“Wilt thou promise?”
“By their sweet lives, I promise!”
Glyndon looked and believed. He whispered the address to the house whither his fatal step already had brought woe and doom.
“Bless thee for this,” exclaimed Zanoni, passionately, “and thou shalt be blessed! What! couldst thou not perceive that at the entrance to all the grander worlds dwell the race that intimidate and awe? Who in thy daily world ever left the old regions of Custom and Prescription, and felt not the first seizure of the shapeless and nameless Fear? Everywhere around thee where men aspire and labour, though they see it not,—in the closet of the sage, in the council of the demagogue, in the camp of the warrior,—everywhere cowers and darkens the Unutterable Horror. But there, where thou hast ventured, alone is the Phantom visible; and never will it cease to haunt, till thou canst pass to the Infinite, as the seraph; or return to the Familiar, as a child! But answer me this: when, seeking to adhere to some calm resolve of virtue, the Phantom hath stalked suddenly to thy side; when its voice hath whispered thee despair; when its ghastly eyes would scare thee back to those scenes of earthly craft or riotous excitement from which, as it leaves thee to worse foes to the soul, its presence is ever absent,—hast thou never bravely resisted the spectre and thine own horror; hast thou never said, ‘Come what may, to Virtue I will cling?’”
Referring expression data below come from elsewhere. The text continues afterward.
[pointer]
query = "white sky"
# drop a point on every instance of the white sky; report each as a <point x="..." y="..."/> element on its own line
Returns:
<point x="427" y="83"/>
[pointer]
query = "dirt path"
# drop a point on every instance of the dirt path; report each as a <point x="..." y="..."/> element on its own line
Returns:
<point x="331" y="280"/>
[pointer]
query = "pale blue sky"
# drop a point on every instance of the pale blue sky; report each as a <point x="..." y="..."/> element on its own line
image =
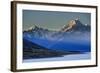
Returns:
<point x="52" y="19"/>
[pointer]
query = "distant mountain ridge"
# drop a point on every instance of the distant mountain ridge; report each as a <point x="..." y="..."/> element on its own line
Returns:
<point x="73" y="38"/>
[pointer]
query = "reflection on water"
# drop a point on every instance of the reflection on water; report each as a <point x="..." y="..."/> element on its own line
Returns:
<point x="64" y="58"/>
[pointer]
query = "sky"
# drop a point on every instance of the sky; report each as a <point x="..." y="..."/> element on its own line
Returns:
<point x="52" y="20"/>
“Alas!” answered Glyndon, “only of late have I dared to do so.”
“And thou hast felt then that the Phantom grew more dim and its power more faint?”
“It is true.”
“Rejoice, then!—thou hast overcome the true terror and mystery of the ordeal. Resolve is the first success. Rejoice, for the exorcism is sure! Thou art not of those who, denying a life to come, are the victims of the Inexorable Horror. Oh, when shall men learn, at last, that if the Great Religion inculcates so rigidly the necessity of faith, it is not alone that faith leads to the world to be; but that without faith there is no excellence in this,—faith in something wiser, happier, diviner, than we see on earth!—the artist calls it the Ideal,—the priest, Faith. The Ideal and Faith are one and the same. Return, O wanderer, return! Feel what beauty and holiness dwell in the Customary and the Old. Back to thy gateway glide, thou Horror! and calm, on the childlike heart, smile again, O azure Heaven, with thy night and thy morning star but as one, though under its double name of Memory and Hope!”